This is one thing I wish I knew while learning PostgreSQL: Don’t ever use the VARCHAR column type. I have never encountered a situation where that would have been superior to using TEXT.
The problem with VARCHAR column type is that it can be a fixed-width column that doesn’t allow text longer than a certain number of characters. This maximum character length can be introduced by the person who creates the table and adds the column.
The maximum character length can also be created by a GIS program (specifically, QGIS and the ogr2ogr command line tool) as well as some online tools that can convert spreadsheets to SQL and even write the table definition and “CREATE TABLE” statement. In both cases, the program tried to guess the column type and seemed to default to VARCHAR(y character length) instead of TEXT.
The maximum character length is a problem because trying to insert more text than allowed into that field will encounter an error and the INSERT or UPDATE statement will fail. I think it’s also a bad idea to create these columns because it makes it expensive to change your mind later about what length of text will go into that field.

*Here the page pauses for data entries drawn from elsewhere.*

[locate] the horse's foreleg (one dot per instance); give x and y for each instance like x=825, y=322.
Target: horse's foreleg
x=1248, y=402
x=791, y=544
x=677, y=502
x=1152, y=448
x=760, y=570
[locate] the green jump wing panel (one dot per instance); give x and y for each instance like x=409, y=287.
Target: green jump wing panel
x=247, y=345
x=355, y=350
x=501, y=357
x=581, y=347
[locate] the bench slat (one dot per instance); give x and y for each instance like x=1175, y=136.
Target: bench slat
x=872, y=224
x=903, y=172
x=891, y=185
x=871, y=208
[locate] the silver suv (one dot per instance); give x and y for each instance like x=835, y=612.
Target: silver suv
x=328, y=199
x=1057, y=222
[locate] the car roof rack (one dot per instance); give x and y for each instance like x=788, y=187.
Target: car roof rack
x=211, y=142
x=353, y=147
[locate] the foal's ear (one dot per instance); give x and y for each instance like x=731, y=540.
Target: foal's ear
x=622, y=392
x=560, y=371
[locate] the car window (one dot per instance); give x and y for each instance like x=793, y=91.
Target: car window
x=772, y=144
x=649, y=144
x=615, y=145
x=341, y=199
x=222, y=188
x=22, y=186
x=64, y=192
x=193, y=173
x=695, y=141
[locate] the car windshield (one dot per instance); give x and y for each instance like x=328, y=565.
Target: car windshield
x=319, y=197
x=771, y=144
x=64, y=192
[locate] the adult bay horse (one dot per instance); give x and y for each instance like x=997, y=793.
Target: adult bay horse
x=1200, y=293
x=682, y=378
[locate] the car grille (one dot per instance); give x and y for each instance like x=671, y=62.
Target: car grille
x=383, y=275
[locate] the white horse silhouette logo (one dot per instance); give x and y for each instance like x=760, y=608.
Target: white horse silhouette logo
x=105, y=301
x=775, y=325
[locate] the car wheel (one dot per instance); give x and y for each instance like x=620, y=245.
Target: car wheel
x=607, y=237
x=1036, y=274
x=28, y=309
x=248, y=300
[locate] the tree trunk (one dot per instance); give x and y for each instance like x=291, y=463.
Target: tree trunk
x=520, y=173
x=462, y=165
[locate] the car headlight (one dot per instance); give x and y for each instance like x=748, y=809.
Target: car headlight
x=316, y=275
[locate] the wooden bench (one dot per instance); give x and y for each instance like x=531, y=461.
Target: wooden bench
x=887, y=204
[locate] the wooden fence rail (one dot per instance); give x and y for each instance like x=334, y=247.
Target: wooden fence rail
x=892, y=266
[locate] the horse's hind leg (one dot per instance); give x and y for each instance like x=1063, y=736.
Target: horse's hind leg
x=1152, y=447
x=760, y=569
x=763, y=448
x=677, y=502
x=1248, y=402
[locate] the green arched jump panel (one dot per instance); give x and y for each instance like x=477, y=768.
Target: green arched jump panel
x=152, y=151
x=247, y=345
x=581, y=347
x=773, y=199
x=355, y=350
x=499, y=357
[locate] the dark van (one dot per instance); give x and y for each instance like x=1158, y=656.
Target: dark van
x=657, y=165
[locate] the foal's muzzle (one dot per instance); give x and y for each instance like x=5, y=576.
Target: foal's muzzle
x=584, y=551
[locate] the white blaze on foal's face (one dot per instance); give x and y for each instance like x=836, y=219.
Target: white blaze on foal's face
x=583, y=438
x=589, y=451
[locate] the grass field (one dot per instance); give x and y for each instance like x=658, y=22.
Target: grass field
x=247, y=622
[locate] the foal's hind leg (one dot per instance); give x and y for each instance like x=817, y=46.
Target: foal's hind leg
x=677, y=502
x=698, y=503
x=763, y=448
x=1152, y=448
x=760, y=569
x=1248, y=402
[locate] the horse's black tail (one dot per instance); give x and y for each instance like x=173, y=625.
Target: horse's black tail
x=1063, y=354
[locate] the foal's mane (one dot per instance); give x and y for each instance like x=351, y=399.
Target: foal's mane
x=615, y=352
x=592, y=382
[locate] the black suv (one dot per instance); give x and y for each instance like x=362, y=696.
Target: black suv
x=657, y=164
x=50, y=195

Other things I wish I knew earlier
- Using transactions to test your query and its affect on your data so that you can easily undo any changes.
- How and when to use indexes beyond the “btree” index type (for example, “gin” for array and JSONB columns).
- Add “time_created_at” and “time_updated_at” columns to basically every dataset. This makes it easy to sort things later; sometimes when creating a new dataset it’s not always obvious how you might want to display or manipulate the data until days, weeks, or months later. Sorting data by “when was the information changed last” is a common use case for me.